Sustainable Monroe Township operates under the same guidelines as Sustainable Jersey, a state-wide group dedicated to environmental protection. The township group got a bronze certification from the latter, meaning it has “made a commitment to sustainability and has succeeded in implementing the first significant steps toward it, according to Sustainable Jersey’s website.

The township version of the organization works with Tri-County Sustainability, a three-county intiative of environmentalists in Burlington, Camden and Gloucester counties. The township group has shrunk in recent years, with McDevitt and a few volunteers now dedicating time to the Monroe library’s Labyrinth, constructed in 2020 in partnership with Girl Scout Samantha Brown and Troop 61778.

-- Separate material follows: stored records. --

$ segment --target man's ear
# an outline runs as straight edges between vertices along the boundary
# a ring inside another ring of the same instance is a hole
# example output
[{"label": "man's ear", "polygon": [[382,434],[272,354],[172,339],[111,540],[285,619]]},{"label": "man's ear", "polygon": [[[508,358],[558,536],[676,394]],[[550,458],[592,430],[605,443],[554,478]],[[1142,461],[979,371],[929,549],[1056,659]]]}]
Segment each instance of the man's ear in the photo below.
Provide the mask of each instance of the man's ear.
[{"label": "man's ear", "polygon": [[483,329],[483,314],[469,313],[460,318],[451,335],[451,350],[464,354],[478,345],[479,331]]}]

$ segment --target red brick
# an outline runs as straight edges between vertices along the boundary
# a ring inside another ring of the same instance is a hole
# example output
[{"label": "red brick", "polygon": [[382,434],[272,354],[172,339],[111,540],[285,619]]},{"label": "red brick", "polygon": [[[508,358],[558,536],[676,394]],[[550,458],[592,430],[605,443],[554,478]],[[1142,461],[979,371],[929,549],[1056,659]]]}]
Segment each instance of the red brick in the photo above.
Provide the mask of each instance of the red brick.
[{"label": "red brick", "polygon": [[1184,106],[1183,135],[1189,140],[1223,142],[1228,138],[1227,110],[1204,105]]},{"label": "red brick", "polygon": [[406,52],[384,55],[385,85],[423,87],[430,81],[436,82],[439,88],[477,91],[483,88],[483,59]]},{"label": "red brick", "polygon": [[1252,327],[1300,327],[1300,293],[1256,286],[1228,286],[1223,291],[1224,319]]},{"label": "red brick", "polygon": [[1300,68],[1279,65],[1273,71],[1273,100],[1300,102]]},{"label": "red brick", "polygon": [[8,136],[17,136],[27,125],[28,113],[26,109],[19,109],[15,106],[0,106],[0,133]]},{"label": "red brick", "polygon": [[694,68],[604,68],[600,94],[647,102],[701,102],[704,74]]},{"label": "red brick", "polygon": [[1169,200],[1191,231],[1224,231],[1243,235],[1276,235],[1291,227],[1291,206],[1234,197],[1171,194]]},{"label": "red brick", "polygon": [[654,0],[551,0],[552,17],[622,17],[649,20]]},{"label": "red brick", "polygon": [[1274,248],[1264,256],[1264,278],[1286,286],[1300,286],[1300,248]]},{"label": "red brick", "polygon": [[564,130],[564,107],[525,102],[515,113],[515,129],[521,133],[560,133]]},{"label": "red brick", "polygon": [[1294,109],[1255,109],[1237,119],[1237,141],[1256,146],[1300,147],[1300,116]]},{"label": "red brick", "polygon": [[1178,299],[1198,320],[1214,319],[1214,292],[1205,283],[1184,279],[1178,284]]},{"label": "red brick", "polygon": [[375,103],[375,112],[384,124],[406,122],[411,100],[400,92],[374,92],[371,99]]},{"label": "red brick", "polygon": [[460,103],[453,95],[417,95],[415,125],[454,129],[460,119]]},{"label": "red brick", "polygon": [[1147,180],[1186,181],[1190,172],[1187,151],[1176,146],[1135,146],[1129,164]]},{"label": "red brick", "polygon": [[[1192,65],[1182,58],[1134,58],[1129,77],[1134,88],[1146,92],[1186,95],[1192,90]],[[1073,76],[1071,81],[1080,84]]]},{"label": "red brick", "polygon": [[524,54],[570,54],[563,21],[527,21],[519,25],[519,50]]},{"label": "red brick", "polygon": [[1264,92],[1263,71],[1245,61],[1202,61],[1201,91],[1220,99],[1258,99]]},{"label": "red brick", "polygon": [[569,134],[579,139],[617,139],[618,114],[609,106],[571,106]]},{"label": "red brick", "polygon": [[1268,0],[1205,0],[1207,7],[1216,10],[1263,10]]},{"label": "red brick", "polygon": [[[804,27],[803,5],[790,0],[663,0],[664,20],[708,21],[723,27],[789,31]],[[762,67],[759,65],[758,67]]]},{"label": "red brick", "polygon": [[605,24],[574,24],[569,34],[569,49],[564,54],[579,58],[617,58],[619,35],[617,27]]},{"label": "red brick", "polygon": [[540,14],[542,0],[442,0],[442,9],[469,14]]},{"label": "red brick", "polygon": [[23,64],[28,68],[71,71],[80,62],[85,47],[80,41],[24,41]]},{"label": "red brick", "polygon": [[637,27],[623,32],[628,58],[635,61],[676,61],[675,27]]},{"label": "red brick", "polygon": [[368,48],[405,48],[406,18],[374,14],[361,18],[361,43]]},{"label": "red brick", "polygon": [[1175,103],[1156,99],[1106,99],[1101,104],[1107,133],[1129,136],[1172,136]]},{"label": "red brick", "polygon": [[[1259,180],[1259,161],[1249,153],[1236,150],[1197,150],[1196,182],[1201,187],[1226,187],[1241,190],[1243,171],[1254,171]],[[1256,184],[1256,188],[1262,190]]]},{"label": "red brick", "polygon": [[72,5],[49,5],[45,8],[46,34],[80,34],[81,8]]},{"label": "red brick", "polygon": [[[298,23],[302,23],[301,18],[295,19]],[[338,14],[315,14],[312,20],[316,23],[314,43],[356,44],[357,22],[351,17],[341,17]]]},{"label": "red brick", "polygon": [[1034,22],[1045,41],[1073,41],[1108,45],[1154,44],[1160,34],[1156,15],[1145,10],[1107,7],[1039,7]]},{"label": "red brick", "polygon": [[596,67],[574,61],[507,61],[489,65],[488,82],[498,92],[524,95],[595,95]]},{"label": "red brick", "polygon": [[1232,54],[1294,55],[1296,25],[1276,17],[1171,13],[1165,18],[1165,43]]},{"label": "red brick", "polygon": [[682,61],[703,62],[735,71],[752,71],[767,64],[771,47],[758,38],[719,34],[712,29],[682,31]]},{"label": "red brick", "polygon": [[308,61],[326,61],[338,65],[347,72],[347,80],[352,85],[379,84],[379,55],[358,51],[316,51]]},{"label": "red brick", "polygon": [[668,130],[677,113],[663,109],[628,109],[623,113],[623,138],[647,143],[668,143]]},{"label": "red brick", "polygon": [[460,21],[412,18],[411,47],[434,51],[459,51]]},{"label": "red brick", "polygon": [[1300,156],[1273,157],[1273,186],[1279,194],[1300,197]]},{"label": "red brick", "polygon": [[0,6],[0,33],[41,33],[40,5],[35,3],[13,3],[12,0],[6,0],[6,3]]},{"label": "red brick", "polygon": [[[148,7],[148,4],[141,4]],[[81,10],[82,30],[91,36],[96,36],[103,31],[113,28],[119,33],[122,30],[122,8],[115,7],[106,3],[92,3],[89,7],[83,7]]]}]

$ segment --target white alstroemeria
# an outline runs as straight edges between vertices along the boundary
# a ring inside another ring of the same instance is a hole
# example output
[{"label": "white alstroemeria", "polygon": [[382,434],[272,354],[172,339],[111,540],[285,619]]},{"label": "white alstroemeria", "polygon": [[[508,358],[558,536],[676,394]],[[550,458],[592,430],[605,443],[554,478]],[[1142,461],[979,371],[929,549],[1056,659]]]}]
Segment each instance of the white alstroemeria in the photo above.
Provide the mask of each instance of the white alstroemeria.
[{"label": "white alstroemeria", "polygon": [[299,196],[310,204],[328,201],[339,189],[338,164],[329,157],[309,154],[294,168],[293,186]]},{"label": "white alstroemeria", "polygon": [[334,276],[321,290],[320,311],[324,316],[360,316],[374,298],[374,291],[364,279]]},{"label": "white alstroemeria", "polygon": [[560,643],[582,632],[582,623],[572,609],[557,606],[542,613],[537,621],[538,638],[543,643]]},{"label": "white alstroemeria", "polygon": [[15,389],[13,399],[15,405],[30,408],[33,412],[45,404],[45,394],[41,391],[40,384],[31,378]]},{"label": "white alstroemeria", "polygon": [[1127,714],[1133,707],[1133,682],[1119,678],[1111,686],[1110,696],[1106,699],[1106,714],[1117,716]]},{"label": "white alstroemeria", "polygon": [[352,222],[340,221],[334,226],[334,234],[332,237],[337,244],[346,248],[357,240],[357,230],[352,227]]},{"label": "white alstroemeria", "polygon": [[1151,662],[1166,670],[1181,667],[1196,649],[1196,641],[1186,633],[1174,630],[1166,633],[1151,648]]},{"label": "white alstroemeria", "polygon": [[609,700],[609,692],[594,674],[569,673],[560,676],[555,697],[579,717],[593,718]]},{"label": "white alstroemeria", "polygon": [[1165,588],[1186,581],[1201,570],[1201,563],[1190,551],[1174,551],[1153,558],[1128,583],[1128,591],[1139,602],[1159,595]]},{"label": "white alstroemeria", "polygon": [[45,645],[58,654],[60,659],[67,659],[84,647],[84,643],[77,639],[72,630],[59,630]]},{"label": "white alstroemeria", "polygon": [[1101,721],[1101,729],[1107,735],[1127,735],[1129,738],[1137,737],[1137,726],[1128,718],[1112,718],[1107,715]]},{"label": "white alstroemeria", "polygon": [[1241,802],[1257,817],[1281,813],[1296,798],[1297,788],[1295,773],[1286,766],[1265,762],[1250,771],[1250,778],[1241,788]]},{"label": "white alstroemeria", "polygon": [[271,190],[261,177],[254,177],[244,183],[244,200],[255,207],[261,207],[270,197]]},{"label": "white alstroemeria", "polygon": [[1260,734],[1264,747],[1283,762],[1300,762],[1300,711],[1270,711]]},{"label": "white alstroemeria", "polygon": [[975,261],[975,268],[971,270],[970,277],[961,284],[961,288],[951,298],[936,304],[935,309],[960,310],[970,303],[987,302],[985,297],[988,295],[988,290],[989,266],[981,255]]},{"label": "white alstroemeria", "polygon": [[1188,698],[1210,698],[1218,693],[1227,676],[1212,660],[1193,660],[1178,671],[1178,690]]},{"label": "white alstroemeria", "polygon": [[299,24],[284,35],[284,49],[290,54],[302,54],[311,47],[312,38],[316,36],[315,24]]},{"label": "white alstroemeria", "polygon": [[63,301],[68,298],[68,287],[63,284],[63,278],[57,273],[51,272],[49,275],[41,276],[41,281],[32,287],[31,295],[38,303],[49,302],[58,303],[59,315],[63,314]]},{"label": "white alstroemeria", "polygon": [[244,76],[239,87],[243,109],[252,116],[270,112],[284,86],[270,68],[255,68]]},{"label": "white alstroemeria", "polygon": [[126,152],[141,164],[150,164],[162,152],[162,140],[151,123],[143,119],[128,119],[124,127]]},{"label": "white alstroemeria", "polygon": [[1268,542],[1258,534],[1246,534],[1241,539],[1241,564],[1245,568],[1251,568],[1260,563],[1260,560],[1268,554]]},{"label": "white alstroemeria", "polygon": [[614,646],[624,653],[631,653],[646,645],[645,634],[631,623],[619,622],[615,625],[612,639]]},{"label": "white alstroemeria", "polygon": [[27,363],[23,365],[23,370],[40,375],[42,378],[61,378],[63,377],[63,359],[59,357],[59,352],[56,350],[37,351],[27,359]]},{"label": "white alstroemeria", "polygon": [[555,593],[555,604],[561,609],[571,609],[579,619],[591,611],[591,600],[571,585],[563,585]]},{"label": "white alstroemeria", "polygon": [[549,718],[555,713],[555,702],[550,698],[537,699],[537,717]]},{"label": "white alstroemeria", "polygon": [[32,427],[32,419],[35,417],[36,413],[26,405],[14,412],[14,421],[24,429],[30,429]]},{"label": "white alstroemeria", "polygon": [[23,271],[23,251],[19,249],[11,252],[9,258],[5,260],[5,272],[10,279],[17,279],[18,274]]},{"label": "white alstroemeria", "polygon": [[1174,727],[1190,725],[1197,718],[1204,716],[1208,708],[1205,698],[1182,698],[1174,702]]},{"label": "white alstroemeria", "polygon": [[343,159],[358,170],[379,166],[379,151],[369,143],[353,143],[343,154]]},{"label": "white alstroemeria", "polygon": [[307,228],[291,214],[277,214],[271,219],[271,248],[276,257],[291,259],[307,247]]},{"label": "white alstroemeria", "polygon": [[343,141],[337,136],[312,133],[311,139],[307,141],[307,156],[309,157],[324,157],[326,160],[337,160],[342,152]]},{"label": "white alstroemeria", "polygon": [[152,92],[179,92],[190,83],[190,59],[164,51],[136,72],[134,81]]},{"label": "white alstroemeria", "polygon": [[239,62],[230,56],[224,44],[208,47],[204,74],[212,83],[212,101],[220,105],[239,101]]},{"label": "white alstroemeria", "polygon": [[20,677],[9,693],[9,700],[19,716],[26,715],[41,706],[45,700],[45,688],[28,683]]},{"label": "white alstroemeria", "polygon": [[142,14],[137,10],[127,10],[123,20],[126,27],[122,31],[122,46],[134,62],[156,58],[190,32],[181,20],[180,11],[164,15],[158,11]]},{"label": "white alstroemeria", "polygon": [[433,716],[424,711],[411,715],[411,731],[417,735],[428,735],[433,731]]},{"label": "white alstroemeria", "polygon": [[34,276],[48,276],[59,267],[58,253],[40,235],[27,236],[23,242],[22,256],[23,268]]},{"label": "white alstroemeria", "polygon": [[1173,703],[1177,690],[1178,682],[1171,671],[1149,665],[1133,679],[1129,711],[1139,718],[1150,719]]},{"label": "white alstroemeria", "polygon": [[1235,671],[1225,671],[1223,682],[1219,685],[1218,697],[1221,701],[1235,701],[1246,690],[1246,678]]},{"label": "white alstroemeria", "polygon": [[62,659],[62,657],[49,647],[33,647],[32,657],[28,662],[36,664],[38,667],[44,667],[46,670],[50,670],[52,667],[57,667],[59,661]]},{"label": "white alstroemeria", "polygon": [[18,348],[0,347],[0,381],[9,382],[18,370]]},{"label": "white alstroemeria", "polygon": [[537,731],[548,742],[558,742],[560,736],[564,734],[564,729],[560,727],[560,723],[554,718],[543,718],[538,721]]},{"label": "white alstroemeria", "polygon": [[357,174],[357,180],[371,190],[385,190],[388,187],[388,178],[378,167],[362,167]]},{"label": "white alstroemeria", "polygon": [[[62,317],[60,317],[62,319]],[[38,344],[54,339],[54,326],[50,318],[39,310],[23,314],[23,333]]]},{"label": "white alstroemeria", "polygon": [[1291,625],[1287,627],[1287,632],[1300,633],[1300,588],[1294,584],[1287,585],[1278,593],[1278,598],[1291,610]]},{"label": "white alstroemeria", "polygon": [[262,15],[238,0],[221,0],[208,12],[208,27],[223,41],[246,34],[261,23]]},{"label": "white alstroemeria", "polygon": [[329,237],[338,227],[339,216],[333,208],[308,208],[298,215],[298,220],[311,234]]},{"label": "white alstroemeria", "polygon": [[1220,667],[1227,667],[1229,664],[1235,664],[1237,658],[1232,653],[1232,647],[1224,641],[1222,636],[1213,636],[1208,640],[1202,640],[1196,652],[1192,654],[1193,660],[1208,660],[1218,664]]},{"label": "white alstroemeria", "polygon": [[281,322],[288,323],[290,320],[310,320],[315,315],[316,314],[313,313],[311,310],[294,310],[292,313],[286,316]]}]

Sustainable Monroe hosts a monthly sound session at the library that is followed by walking the labyrinth.

“This is one giant open field and a little more than half of it is made up of the community garden,” McDevitt explained. “Once we did that, there was this empty space at the end, and we were talking about what we could do with it. I pitched the idea of a labyrinth from personal exposure and interest and found out there’s actually a worldwide labyrinth society, and one of the representatives lives in Pitman.

“I got in touch with her (the representative) and began the process of mapping out the idea, and we ended up working with a local Girl Scout.”

That Scout was Samantha Brown, whose work on the project was part of her Gold Award project, the highest rank and honor in the Girl Scouts. She helped raised funding and worked with Sustainable Monroe to construct the labyrinth, despite COVID restrictions at the time.

“We just open it up to the community,” McDevitt noted. “We kind of look at it as a community resource. It’s available 24/7, publicly owned land. Anyone can come and walk it any time.”

Along with his Sustainable Monroe Township work, McDevitt is part of Bike Gloucester County, the New Jersey Chapter of the Bike Coalition of Philadelphia. It focuses on the positive effects of biking on roads and trails. He also works with the South Jersey Electric Vehicle Club, a team connected to Plug In America that educates the public on electric vehicles.